A Texas grand jury yesterday indicted House Majority Leader Tom DeLay and two political associates in a suspected campaign-finance scheme, forcing the House’s second-ranking Republican and its most assertive member to step down from his leadership post.
The four-page criminal conspiracy indictment, handed up on the final day of the grand jury’s term, also targets John Colyandro, former executive director of a Texas political action committee formed by Mr. DeLay, and Jim Ellis, who heads the majority leader’s national political committee.
Mr. DeLay, the first House leader to be indicted while in office in at least a century, categorically denied any wrongdoing yesterday and bluntly accused the Democratic district attorney of Travis County, Texas, Ronnie Earle, of pursuing the case for political motives.
“This morning in an act of blatant political partisanship, a rogue district attorney in Travis County, Texas, named Ronnie Earle, charged me with one count of criminal conspiracy, a reckless charge wholly unsupported by the facts,” Mr. DeLay said at a Capitol Hill press conference. “This is one of the weakest, most baseless indictments in American history.
“It’s a sham, and Mr. Earle knows it,” he said. “It’s a charge that cannot hold up even under the most glancing scrutiny. This act is the product of a coordinated, premeditated campaign of political retribution, the all too predictable result of a vengeful investigation led by a partisan fanatic.”
Mr. DeLay accused the district attorney of abusing the power of the district attorney’s office to exact personal revenge for the role the majority leader played in the Texas Republican legislative campaign in 2002 and for his advocacy for a new congressional map for Texas in 2003.
“As it turned out, those efforts were successful,” he said. “Over the course of this long and bitter political battle, it became clear that the retribution for our success would be ferocious. Today, that retribution is being exacted.”
Mr. DeLay said he had “notified the speaker that I will temporarily step aside from my position as majority leader pursuant to rules of the House Republican Conference.”
House Republicans quickly named Majority Whip Roy Blunt of Missouri as majority leader, a move Mr. Blunt called temporary.
Mr. Earle was not available for comment, but told reporters in Austin, Texas, that his office prosecutes “abuses of power” and seeks to “bring those abuses to the public.” In defending the indictment, he said he has prosecuted many Democrats in the past.
“That kind of attack is what they believe of themselves,” Mr. Earle said. “I don’t know what else they would say.”
Mr. DeLay’s attorney, Dick DeGuerin, said he would seek a trial in the case before the end of the year.

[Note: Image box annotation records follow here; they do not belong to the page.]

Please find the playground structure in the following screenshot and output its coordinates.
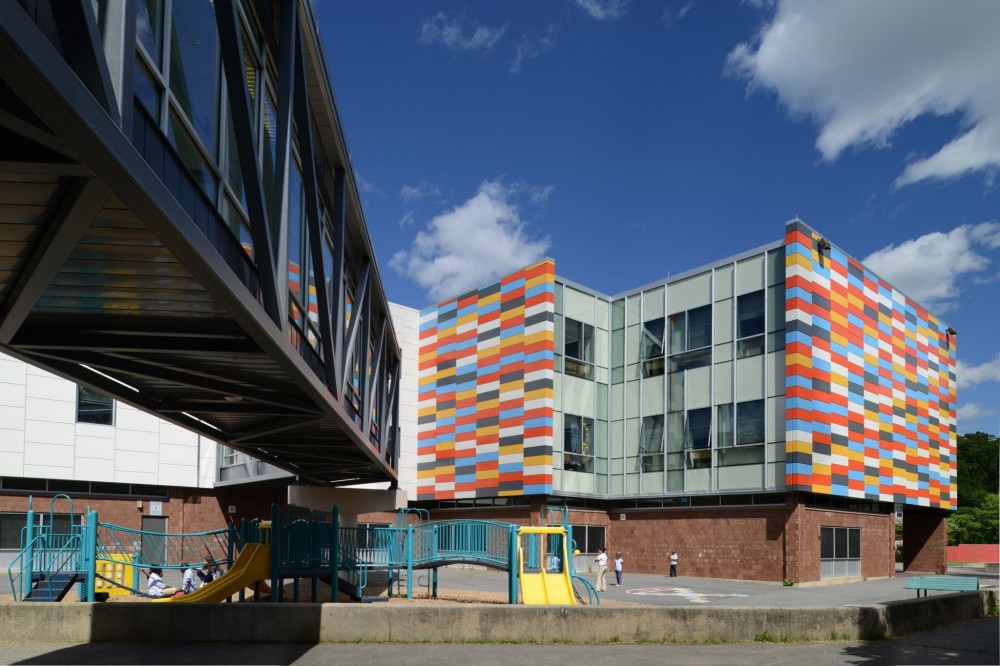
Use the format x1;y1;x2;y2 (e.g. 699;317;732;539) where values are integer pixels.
9;495;600;604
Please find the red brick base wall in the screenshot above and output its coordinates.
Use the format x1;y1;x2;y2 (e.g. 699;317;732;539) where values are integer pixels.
903;507;948;573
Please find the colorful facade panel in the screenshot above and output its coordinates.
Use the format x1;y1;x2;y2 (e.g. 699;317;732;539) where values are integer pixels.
417;259;555;500
785;220;957;509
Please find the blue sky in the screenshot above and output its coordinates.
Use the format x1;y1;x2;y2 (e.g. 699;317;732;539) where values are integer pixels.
315;0;1000;434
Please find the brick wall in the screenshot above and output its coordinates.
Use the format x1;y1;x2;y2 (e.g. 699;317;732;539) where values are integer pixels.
778;496;896;582
608;507;785;580
903;507;948;573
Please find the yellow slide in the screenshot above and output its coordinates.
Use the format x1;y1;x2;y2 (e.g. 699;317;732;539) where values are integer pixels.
517;527;576;605
156;543;271;603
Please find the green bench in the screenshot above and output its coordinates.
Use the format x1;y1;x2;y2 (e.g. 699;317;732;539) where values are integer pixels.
906;576;979;598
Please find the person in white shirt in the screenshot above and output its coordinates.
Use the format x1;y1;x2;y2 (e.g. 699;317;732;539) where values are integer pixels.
594;548;608;592
181;562;197;594
146;567;177;597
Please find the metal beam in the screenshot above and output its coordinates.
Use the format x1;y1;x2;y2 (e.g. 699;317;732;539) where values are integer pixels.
294;20;343;400
0;179;111;344
215;0;287;330
52;0;122;127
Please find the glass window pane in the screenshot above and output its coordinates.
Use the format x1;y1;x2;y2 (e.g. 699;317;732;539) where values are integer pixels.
833;527;847;559
687;305;712;349
736;400;764;446
736;289;764;338
819;527;833;560
684;407;712;449
135;0;163;67
170;0;219;158
76;385;114;425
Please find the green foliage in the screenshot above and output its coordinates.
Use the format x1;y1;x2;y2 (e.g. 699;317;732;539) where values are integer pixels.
958;432;1000;508
948;493;1000;546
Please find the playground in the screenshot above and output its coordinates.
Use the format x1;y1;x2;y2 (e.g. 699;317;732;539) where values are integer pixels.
8;495;601;605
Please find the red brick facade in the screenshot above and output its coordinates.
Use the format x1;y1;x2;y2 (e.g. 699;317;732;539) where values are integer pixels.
394;494;904;583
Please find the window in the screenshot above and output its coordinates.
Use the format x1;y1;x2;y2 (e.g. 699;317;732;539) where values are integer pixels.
684;407;712;449
563;414;594;472
639;414;663;472
76;385;115;425
819;527;861;578
736;289;764;358
736;400;764;446
563;318;594;379
570;525;607;553
670;305;712;354
642;317;665;377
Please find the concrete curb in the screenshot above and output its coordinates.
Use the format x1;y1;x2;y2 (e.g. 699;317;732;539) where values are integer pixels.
0;589;997;644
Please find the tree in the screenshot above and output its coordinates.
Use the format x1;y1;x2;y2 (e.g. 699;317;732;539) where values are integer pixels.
958;432;1000;507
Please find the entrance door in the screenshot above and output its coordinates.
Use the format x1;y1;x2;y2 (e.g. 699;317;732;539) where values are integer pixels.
139;516;167;566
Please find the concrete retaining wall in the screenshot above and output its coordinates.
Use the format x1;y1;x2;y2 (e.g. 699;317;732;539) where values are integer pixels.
0;590;997;643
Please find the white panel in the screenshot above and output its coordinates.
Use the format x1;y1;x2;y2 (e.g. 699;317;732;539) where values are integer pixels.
115;449;152;472
712;298;733;344
0;448;25;476
159;444;198;469
736;254;764;296
0;378;25;407
715;362;733;405
687;469;712;492
715;264;733;300
667;271;712;314
719;465;764;490
24;443;73;466
642;287;664;321
24;421;76;448
684;365;712;409
115;403;160;432
0;421;24;452
159;421;198;446
115;429;160;456
159;463;198;488
563;376;595;418
76;457;115;482
767;349;785;395
563;286;594;325
76;436;115;460
27;374;76;405
0;352;28;386
25;397;76;423
562;470;594;493
736;354;764;402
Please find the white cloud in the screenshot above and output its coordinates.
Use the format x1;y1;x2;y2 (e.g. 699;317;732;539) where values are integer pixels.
354;171;386;199
956;402;997;423
399;182;441;203
576;0;630;21
862;222;1000;314
727;0;1000;186
389;179;550;301
417;12;507;51
955;352;1000;391
399;210;417;227
510;23;558;74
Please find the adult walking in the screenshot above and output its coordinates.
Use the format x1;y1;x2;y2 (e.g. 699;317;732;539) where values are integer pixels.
594;548;608;592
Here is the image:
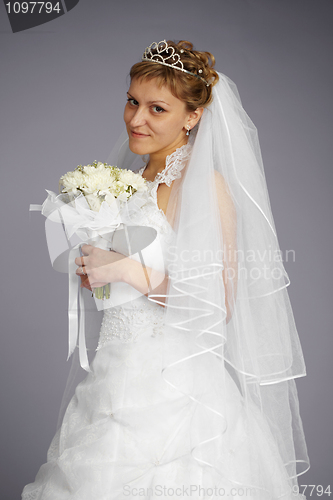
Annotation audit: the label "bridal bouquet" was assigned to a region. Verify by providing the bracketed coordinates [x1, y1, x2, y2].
[59, 161, 147, 299]
[60, 161, 146, 212]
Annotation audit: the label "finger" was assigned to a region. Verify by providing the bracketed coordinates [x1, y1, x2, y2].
[81, 245, 94, 255]
[74, 256, 85, 267]
[75, 266, 88, 276]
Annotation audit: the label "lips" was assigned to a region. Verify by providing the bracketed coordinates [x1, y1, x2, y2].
[131, 130, 149, 139]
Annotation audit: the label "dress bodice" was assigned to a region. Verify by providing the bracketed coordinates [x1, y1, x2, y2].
[97, 144, 192, 349]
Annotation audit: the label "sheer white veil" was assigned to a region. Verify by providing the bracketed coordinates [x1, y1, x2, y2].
[55, 73, 309, 488]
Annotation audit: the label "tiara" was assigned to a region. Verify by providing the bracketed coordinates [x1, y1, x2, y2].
[141, 40, 209, 87]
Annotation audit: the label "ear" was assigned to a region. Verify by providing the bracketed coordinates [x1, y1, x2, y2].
[185, 108, 204, 129]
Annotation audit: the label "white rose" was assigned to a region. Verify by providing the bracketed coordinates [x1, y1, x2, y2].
[60, 170, 84, 193]
[85, 194, 103, 212]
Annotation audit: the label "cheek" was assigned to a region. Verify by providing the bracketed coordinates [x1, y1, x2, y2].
[124, 104, 132, 124]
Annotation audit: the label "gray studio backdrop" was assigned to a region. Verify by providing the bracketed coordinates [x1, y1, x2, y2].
[0, 0, 333, 500]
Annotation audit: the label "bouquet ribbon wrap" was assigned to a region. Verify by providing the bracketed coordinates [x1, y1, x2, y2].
[30, 190, 146, 372]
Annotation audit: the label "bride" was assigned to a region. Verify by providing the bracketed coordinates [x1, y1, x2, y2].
[22, 41, 308, 500]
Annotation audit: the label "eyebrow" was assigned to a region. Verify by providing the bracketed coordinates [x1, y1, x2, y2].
[127, 92, 170, 106]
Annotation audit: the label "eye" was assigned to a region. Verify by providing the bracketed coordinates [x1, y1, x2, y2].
[152, 106, 165, 114]
[127, 97, 139, 106]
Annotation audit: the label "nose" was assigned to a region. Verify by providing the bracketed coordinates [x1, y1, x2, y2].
[129, 106, 147, 128]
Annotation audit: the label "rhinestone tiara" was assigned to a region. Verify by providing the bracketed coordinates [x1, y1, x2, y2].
[141, 40, 209, 87]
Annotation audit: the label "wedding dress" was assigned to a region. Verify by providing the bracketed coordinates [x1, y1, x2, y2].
[22, 145, 305, 500]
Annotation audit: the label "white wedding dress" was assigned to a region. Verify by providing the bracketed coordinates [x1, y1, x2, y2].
[22, 146, 305, 500]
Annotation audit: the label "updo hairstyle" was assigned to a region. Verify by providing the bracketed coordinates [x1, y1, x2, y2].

He also said he would try to prevent his client from being “taken down in handcuffs, photographed and fingerprinted. That’s uncalled for.”
House Minority Leader Nancy Pelosi, California Democrat, called the indictment the “latest example that Republicans in Congress are plagued by a culture of corruption at the expense of the American people.”
Democratic National Committee Chairman Howard Dean said the Republican leadership in Washington “is now spending more time answering questions about ethical misconduct than doing the people’s business.”